I'm not sure what you're saying? Are you saying a profile is better than having the option to manipulate an excellent algorithmic model?

If so, then see this thread:

https://forum.fractalaudio.com/threads/kemper-user-here-who-just-got-an-fm3-blown-away.169739/

Also, @Greg Ferguson came out with an excellent analogy of profiling vs modeling. I can't seem to find it at the moment, but it related to photography. Maybe he can chime in with a brief recap of that?
 
Ok, hold up right there. I'm also not going to defend one vs. the other, but...

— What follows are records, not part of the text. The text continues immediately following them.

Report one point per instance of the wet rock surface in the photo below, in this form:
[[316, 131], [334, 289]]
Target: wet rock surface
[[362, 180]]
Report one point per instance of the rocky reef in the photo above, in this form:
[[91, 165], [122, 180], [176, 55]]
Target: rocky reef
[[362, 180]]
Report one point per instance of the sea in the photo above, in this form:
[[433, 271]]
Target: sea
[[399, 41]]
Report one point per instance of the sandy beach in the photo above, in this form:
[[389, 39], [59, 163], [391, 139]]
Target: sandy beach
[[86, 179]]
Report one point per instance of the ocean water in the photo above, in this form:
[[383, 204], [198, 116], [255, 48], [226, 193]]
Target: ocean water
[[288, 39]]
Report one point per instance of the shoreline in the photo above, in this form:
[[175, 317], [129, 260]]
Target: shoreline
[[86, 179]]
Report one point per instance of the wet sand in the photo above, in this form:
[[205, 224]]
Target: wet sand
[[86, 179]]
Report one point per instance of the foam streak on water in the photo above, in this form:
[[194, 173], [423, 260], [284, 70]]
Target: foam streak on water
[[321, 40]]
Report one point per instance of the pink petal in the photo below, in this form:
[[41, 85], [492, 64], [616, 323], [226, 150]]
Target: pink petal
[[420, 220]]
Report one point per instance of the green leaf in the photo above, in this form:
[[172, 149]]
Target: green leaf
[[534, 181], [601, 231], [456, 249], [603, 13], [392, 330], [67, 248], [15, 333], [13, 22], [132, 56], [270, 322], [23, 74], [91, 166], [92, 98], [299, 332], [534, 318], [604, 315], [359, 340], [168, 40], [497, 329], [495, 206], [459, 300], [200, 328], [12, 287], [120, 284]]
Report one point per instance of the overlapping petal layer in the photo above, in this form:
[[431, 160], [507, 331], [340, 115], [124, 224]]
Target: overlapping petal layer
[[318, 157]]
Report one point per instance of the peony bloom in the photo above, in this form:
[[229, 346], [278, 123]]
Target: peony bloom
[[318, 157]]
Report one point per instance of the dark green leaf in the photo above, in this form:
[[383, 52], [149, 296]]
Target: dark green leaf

Before I bought my Axe III, I had only used real tube amps. I fired up the unit, scrolled through a handful of factory presets, found one I liked, read enough of the manual to learn how to navigate to the blocks I wanted to change, then figured out how to adjust parameters, and within a short period of time, had a sound I loved, and proceeded to lose myself for the next 3 hours.
Same thing can happen with a Kemper. I had a Kemper a while back....fired it up, connected to their preset exchange....searched for amps I liked. Couple of clicks - amazing tone and I get lost playing for an hour. One thing that is fun about the Kemper (I don't have it any more) is that there are always new amps being profiled. And there are enough free ones that if you can't find the tone you want....then you don't know what you want.

Same can be said for the Axe - there are more than enough amps to satisfy anyone. If you can't find a good tone, it's likely pilot error. Both are 'quick enough' to find a great tone that you'll get lost in.